- City: Dayton, Ohio
- League: Colonial Hockey League
- Home arena: Hara Arena
- Colors: Surfie green, navy blue, white
- Head coach: Dan Belisle

Franchise history
- 1991–1994: St. Thomas Wildcats
- 1994–1995: London Wildcats
- 1996–1997: Dayton Ice Bandits
- 1998–2001: Mohawk Valley Prowlers

= Dayton Ice Bandits =

The Dayton Ice Bandits were a minor professional Colonial Hockey League team that played from 1996 to 1997 in Dayton, Ohio.

The franchise was originally the St. Thomas Wildcats in St. Thomas, Ontario, one of the original franchises in the Colonial Hockey League (CoHL). The team eventually moved from St. Thomas to neighboring London, Ontario, which was a market ten times bigger than St. Thomas.

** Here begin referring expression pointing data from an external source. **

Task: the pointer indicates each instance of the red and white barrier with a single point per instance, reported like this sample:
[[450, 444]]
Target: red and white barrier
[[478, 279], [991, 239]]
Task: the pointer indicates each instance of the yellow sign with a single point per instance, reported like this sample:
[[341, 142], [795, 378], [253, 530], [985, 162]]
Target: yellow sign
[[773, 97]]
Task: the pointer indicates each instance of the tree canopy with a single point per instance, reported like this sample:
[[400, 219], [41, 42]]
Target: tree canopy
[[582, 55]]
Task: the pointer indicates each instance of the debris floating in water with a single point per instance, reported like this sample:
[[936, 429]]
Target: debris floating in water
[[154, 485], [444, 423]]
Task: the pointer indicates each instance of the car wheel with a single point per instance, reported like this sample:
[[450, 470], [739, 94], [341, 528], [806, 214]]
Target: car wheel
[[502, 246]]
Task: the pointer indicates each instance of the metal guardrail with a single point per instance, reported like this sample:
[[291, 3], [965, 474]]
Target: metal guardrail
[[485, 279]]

The team still struggled to draw fans, and the franchise suspended operations. The team sat out the 1995–96 season, but relocated to Hara Arena in Dayton for the 1996–97 season to replace the Dayton Bombers of the East Coast Hockey League, which had moved to the larger Nutter Center across town. The team was coached by Dan Belisle, former head coach of the Indianapolis Jr. Ice (North American Hockey League) and Jacksonville Bullets (Southern Hockey League). The club still did not draw well, finished last in the league standings, and suspended operations after only one season in Dayton. There was interest in buying the franchise and relocating the team to Utica, New York, in 1997 following the relocation of the Utica Blizzard and the franchise then moved again to become the Mohawk Valley Prowlers in 1998.